Regulators and law-enforcement officials have been ramping up scrutiny of ties between high-frequency traders and whether they're exploiting speed advantages on exchanges. The issue has received increased attention after the publication of Michael Lewis's book, " Flash Boys," which claims that the stock market is rigged to the benefit of high-speed traders.

The Justice Department and Federal Bureau of Investigation have opened probes into high-frequency trading. New York Attorney General Eric Schneiderman has launched a sweeping investigation of high-speed firms, with an eye on whether the firms have gained advantages from exchanges or other firms that operate off-exchange trading venues known as "dark pools."

Congress is also stepping up its scrutiny of the practice. Sen. Sherrod Brown (D., Ohio), referring to last year's Journal article, asked Mr. Duffy if CME had taken steps to fix delays between the time different firms get trade information, which he said could "allow high-frequency traders to see which way prices are headed."

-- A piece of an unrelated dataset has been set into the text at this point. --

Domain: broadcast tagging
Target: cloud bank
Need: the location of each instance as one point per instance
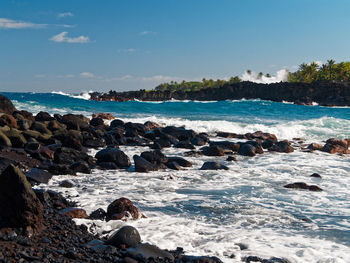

Mr. Duffy said CME has "shrunk that latency dramatically," adding that there are still delays of as much as a millisecond in certain contracts. He said he didn't believe that the delays gave high-speed firms the ability to trade profitably on the information. A millisecond is one-thousandth of a second.

Andrei Kirilenko, a finance professor at the Massachusetts Institute of Technology and former chief economist of the Commodity Futures Trading Commission, said such delays should be made public to ensure other traders can compete with high-speed firms. Such advantages have led to a market dominated by "a small number of fast, opaque...and aggressive incumbents who earn high and persistent returns," he said.

Such a "winner-take-all" market, Mr. Kirilenko said, could "prevent improvements in market quality from being fully realized" and could explain why "we may not be seeing gains in market quality that we would otherwise see."